The Sagrada Familia in Barcelona, Spain, is scheduled to be completed by 2026, 144 years after the foundation stone of the monumental basilica was laid. This date coincides with the centenary of the architect's death, the Guardian reports.

The basilica is considered to be the longest construction project. Designed by the famous Catalan architect Antoni Gaudí, who is buried in the church's crypt, the world-famous work of architecture is famous for its incompleteness.

Including the 172.5-metre-high central tower dedicated to Jesus Christ, the Sagrada Familia will be the tallest building in Barcelona.

Since its founding, the Sagrada Família has been plagued by war, neglect and lack of finance. More recently, the Covid pandemic led to a two-year hiatus in operations.

However, last November, the Spanish city of Barcelona celebrated the completion of the church's four towers. 

According to the La Sagrada Familia Foundation, the organisation that is building and preserving the church, the monument will be completed in two years, coinciding with the centenary of Gaudi's death.
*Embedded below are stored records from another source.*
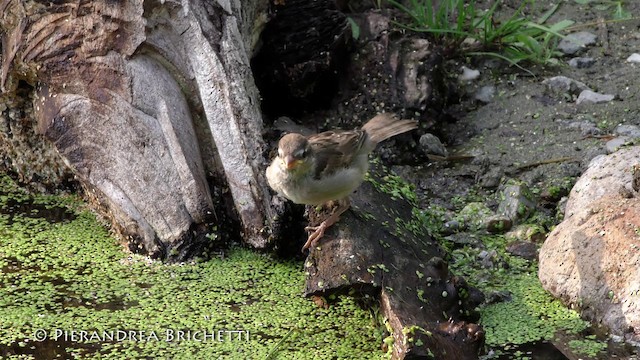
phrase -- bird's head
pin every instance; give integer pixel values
(294, 152)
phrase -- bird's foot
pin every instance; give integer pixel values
(318, 232)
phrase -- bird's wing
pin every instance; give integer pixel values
(335, 150)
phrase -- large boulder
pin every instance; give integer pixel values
(590, 260)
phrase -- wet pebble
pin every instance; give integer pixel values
(431, 145)
(517, 202)
(524, 249)
(468, 74)
(634, 58)
(498, 224)
(586, 128)
(527, 232)
(576, 42)
(581, 62)
(632, 131)
(491, 179)
(563, 84)
(594, 97)
(614, 145)
(485, 94)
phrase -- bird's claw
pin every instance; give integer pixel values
(318, 232)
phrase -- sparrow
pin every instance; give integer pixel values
(329, 166)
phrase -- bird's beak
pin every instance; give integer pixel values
(291, 162)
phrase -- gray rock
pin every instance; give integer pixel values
(615, 144)
(451, 227)
(563, 84)
(581, 62)
(632, 131)
(491, 179)
(594, 97)
(524, 249)
(590, 260)
(576, 42)
(430, 144)
(635, 58)
(517, 202)
(498, 224)
(468, 74)
(475, 215)
(586, 127)
(485, 94)
(527, 232)
(463, 239)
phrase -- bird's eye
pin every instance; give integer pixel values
(300, 153)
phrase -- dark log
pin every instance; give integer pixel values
(380, 247)
(143, 100)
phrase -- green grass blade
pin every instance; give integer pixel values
(543, 19)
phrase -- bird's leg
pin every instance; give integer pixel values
(318, 231)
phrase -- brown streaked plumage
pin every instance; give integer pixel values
(329, 166)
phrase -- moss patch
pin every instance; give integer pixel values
(72, 276)
(531, 315)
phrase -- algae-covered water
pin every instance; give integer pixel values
(69, 290)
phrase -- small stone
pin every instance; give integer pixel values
(431, 145)
(614, 145)
(563, 84)
(498, 296)
(631, 131)
(576, 42)
(451, 227)
(517, 203)
(527, 232)
(498, 224)
(468, 74)
(491, 179)
(586, 128)
(463, 239)
(594, 97)
(634, 58)
(474, 215)
(485, 94)
(581, 62)
(524, 249)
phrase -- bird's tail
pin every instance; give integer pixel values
(384, 126)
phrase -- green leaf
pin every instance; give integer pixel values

Although the building is scheduled to be completed by 2026, work on the sculptures and decorative details, and above all the controversial staircase leading to what will eventually become the main entrance, is expected to last until 2034.

Construction work began in 1882, when the site was open farmland. However, in the following years, the city grew around the church. 

The controversial staircase, which is in the plan and will stretch across two large city blocks, involves the displacement of around 1,000 families and businesses.

While some Gaudí scholars deny this, Estev Kamps, chairman of the Building Council, insists that the staircase was always part of the architect's plan.

"We are following Gaudi's plan exactly," he said. 

"We are his heirs and we cannot abandon his project. The plan presented to the local authorities in 1915, which Gaudi signed, includes the staircase." 

He added that they are in talks with Barcelona Mayor Jaume Colboni about the plan, as the local authorities have the final say.